Não deve espantar ninguém o fato de não existir estatística sobre mulheres que deixaram a profissão para se dedicar ao lar. Sabe-se que elas não são muitas. Mas a impressão de psicólogos especialistas em família é que o número vem aumentando. "Há mulheres que não gostam de se sentir dependentes financeiramente. Outras convivem bem com isso. Estas estão mais à vontade para escolher o que fazer da vida, como se sentirão mais felizes", explica a psicóloga Magdalena Ramos, da Pontifícia Universidade Católica de São Paulo, co-autora do livro E Agora, o que Fazer? A Difícil Arte de Criar os Filhos (leia trechos).

Para mulheres cujo trabalho é pouco instigante, burocrático e mal remunerado, a opção não é assim tão complicada. Para outras, é uma revolução. Maria Beatriz Raposo tem 33 anos e duas filhas: uma com 2 anos e meio e a outra recém-nascida. Seu marido é administrador de empresas e trabalha num banco. Ela, também administradora de empresas, era diretora financeira e auditora e recebia um salário de cerca de 4 000 reais três anos atrás. Então desistiu do escritório e resolveu dedicar-se ao lar. "Minha prioridade sempre foi a família. Nunca a profissão. Quando engravidei, não tive dúvida: larguei tudo." Problemas, é claro, existem. Agora que Beatriz fica o dia inteiro em casa, tudo tem de estar sempre perfeito: a comida, a roupa, a limpeza. "De vez em quando tenho de engolir alguns sapos, mas não me arrependo da decisão que tomei", diz.

 

Por fora do mundo

Claudio Rossi
Andrea e a família: o filho já não chora quando ela sai de casa
Ouça depoimento de Andrea
“Não me arrependo de ter deixado o emprego para ficar com minha família.”
“A desvantagem é que eu tinha uma independência financeira, mas agora prefiro ter qualidade de vida.”

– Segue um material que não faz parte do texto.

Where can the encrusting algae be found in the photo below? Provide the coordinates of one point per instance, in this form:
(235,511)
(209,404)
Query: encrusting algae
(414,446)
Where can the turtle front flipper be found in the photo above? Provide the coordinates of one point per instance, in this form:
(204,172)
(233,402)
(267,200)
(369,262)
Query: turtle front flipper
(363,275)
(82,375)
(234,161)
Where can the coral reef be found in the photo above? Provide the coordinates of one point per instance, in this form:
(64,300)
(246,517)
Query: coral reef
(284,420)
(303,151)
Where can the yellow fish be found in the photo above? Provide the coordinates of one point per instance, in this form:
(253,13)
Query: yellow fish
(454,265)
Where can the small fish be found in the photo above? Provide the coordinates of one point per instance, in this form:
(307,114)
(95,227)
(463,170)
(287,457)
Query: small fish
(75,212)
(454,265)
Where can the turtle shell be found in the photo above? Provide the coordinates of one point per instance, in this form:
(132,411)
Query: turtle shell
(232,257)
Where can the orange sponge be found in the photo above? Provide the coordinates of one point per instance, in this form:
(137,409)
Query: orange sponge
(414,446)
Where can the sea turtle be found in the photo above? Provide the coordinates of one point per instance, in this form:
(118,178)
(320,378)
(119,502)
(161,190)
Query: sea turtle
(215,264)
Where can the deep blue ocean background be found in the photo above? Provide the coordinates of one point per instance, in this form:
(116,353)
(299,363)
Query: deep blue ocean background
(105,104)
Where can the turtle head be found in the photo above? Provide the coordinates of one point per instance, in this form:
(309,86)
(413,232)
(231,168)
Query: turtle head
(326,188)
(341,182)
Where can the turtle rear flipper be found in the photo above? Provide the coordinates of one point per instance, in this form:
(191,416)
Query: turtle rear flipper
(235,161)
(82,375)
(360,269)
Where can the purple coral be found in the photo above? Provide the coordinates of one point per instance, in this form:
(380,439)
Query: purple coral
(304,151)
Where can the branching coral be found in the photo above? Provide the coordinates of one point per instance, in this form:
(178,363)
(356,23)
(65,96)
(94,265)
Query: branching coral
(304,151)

Andrea De Callis é formada em marketing e tem pós-graduação em administração de empresas pela Fundação Getúlio Vargas, uma das mais conceituadas do país. Por dez anos trabalhou na montadora de automóveis Ford. Organizava os eventos promocionais da empresa e ocupava cargo de executiva. Permanecia no batente mais de doze horas por dia, e seu marido, que é médico, ficava mais tempo em casa que ela. Quando abandonou o emprego, há mais de um ano, ganhava 4 000 reais por mês. Hoje, aos 34 anos de idade, com um filho de 4, diz que está feliz com a decisão que tomou. "Vivia atormentada e sob pressão. Meu filho chorava sempre que eu saía de casa, e eu me sentia culpada por não ficar a seu lado", explica. Prejuízos que ela percebe que sofreu: sua família tem menos dinheiro para gastar em viagens e passeios, ela perdeu a independência financeira e já não sabe direito o que ocorre pelo mundo. "Estou meio desinformada", observa. E as vantagens: o relacionamento familiar melhorou, o filho parece estar mais tranqüilo e seguro e, com mais tempo, a casa é administrada com maior eficiência.


Dona-de-casa e poetisa


Antonio Milena
Adriana e sua família: sem remorso


A paulista Adriana Costa Camillo Palandi, de 38 anos de idade, era bancária na época em que se casou, aos 23 anos. Seu marido, professor universitário, sempre ganhou mais que ela. Não havia problema quanto a isso, mas quando Adriana engravidou, dois anos após o casamento, a opção pela família foi fácil. Ela não teve dúvida: largou tudo para cuidar da casa. "Eu me sentia mal só de pensar em deixar minha filha com estranhos", lembra-se. "Hoje faço cursos, escrevo poesias e cuido da casa. Não penso em voltar a trabalhar. Gosto de ser dona-de-casa", confessa.